Its all part of Gateshead Councils elaborate plan to pretend that Gateshead Town Centre consists of the Sage, Baltic and Millenium Bridge and that it starts again in the middle class lushness of Low Fell, Whickham and the countryside of Rowlands Gill...very clever ploy...which works


----------



## Bomber (Jan 24, 2006)

*A worrying development !*

... looks like buying up town centres might be the big T's latest ploy !    A hole area in Stoke on Trent's city centre [Hanley] is due to be cleared to accomodate yet another Superstore of theirs


----------



## Isambard (Jan 24, 2006)

Gateshead Market gone?   

Though Gateshead did near better supermarkets than the shitty expensive Safeway by the Metro and the itsy bitsy Co-op.
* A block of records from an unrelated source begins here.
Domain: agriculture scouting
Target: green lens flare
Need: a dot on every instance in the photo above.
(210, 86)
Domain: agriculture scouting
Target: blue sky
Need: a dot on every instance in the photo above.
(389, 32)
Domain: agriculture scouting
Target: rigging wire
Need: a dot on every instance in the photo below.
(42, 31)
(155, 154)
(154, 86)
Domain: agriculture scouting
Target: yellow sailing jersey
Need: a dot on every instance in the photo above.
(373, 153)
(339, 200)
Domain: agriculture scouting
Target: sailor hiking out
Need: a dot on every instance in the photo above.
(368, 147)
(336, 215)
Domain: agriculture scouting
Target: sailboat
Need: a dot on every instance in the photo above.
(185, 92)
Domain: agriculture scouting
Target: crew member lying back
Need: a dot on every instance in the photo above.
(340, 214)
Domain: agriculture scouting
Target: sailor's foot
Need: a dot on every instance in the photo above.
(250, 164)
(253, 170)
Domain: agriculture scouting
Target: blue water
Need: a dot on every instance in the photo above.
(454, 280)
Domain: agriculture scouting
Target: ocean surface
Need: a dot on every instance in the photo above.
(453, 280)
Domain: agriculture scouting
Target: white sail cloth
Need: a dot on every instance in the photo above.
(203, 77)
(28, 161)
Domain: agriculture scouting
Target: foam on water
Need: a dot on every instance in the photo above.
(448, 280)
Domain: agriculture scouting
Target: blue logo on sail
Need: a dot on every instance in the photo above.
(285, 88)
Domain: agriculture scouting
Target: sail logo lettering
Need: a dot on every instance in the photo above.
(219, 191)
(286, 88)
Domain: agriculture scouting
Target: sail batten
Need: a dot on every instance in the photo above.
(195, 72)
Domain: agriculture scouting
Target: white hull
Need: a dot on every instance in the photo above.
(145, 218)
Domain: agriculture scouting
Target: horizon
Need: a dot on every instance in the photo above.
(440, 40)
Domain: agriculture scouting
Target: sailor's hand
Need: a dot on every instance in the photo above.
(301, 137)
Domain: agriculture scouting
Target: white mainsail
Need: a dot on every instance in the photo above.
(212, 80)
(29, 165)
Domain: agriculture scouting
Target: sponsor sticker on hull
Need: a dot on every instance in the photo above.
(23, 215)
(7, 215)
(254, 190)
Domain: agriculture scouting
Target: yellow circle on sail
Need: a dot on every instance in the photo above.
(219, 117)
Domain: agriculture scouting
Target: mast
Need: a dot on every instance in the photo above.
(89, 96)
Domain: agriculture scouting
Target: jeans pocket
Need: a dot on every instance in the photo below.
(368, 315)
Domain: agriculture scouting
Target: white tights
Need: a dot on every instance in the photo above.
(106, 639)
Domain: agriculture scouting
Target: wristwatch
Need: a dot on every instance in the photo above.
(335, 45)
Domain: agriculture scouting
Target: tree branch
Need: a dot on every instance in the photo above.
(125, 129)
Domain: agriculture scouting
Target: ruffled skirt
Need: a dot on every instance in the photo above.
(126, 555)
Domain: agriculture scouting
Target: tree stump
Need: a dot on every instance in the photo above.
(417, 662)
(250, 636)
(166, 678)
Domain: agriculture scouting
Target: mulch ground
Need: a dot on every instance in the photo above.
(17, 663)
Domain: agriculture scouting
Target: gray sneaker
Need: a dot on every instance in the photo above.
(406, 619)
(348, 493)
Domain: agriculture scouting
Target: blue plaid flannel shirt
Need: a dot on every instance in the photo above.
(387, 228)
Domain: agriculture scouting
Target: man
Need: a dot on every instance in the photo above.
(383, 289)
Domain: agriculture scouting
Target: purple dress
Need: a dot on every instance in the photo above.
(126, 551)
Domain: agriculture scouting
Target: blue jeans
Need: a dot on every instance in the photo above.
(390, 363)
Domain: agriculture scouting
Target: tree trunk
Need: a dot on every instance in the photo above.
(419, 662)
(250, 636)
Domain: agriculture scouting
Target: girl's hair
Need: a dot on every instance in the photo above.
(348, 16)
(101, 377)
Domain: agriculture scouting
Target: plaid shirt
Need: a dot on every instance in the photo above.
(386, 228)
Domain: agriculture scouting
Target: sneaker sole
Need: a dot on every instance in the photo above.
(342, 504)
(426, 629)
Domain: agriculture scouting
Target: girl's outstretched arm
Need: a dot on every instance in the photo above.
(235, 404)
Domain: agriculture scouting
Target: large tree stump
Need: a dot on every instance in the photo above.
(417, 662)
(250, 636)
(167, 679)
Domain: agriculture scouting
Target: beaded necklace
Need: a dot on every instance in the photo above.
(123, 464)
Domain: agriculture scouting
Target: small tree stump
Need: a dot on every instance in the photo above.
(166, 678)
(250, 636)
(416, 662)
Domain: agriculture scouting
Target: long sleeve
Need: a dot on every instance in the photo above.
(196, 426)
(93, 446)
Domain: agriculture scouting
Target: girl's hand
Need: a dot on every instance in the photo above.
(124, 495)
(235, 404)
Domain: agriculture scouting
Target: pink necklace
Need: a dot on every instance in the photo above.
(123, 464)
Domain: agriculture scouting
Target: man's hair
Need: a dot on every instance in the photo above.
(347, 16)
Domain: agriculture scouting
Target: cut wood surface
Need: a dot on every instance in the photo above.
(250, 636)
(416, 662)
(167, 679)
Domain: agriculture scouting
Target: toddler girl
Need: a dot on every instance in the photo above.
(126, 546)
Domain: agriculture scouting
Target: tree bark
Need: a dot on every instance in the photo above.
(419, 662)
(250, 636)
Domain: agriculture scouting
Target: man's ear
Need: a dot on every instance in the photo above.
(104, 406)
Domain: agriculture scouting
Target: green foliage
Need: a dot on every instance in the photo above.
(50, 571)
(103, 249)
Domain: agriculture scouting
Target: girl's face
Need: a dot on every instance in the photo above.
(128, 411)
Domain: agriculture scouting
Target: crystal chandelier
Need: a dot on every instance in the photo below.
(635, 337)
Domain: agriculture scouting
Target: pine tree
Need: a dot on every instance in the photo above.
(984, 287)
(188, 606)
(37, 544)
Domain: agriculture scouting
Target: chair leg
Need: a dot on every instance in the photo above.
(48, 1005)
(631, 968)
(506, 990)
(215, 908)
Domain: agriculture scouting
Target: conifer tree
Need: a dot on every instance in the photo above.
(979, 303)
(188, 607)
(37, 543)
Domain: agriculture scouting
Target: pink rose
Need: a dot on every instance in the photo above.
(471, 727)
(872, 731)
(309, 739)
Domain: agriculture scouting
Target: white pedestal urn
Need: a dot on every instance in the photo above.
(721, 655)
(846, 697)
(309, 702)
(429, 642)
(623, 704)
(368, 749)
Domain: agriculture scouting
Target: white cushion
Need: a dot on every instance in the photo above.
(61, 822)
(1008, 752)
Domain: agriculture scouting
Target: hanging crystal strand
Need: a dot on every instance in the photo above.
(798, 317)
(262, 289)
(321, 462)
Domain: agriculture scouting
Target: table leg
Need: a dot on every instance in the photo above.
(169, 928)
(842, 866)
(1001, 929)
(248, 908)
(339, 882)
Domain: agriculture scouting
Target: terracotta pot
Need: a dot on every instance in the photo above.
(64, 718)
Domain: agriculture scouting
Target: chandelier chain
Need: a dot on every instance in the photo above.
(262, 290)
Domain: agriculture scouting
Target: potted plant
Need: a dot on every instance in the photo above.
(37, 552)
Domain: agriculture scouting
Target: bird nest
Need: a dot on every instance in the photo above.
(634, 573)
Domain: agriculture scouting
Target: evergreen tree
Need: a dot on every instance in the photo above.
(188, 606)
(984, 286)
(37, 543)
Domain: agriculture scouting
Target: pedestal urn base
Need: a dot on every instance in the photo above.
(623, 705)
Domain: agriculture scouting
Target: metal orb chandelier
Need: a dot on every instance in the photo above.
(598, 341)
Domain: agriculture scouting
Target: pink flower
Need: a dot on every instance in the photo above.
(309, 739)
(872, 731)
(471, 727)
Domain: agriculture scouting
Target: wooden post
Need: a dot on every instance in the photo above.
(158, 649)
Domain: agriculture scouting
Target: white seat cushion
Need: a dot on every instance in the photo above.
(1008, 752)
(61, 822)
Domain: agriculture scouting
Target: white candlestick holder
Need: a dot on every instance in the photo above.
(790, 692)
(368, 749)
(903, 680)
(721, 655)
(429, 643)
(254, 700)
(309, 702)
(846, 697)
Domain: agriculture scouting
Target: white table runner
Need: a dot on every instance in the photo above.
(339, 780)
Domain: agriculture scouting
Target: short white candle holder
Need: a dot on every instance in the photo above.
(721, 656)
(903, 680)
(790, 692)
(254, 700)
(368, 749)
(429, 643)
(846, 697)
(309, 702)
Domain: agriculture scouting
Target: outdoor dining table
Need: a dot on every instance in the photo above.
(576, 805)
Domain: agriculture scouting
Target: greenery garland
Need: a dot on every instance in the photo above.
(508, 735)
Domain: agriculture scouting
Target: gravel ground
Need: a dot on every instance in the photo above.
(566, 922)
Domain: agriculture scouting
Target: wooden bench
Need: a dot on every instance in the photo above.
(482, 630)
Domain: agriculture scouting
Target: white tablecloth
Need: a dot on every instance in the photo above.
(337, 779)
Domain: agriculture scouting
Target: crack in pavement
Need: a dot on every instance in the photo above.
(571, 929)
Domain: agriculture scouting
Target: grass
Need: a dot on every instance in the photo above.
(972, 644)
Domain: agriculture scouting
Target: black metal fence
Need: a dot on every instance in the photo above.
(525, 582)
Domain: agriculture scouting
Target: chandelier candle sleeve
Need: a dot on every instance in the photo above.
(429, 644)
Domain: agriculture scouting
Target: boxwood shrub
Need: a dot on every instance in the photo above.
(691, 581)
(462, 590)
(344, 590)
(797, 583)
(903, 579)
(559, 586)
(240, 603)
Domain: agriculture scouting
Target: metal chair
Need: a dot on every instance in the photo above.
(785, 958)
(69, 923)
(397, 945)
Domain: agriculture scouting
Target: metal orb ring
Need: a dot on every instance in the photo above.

Isambard, has long though Gateshead Council a bunch of c***s since he formerly lived in not very middle class Bensham!


----------



## Rocket Romano (Jan 24, 2006)

Isambard said:
			
		

> Gateshead Market gone?
> 
> Though Gateshead did near better supermarkets than the shitty expensive Safeway by the Metro and the itsy bitsy Co-op.
> 
> Isambard, has long though Gateshead Council a bunch of c***s since he formerly lived in not very middle class Bensham!



They're closing Windmill Hill Primary in Gateshead/Bensham down. Or at least trying to.

They've put so much money into the areas I've mentioned before and the Arts that the rest of the place doesn't figure. They've even allowed the Metrocentre to advertise itself as being in Newcastle to tourists!

The market isn't gone yet but the demolition plans went through in the blink of an eyelid...I don't need to tell you what is being built in its place


----------



## chio (Jan 24, 2006)

Bomber said:
			
		

> ... looks like buying up town centres might be the big T's latest ploy !    A hole area in Stoke on Trent's city centre [Hanley] is due to be cleared to accomodate yet another Superstore of theirs



But let's face it, vast parts of Hanley are derelict anyway and have been for years. And what's happening to the existing Tesco on Marsh Street?

I hate to say it, but a Tesco that's being used is better than the existing former Hanley Shopping Arcade etc.


----------



## longdog (Jan 27, 2006)

The old Gateshead tesco was an arsehole to back a forty foot trailer into. I hope they improve that for the sake of their poor fucking drivers.


----------



## Isambard (Jan 28, 2006)

TBH when I lived in inner city Newcastle and Gateshead there was a severe difference in food retailing compared to the South or suburban Tyne and Wear and to an extent the chains might have improved that.


----------



## Here we go (Jan 28, 2006)

longdog said:
			
		

> The old Gateshead tesco was an arsehole to back a forty foot trailer into. I hope they improve that for the sake of their poor fucking drivers.


ever do carlisle? heard that was a bitch.


----------



## longdog (Feb 8, 2006)

No, kept to the eastern side of the country.

Still one of the best jobs I ever had driving for Tesco. Good money, good O/T rate and job and knock minimum pay 9hrs a day.


----------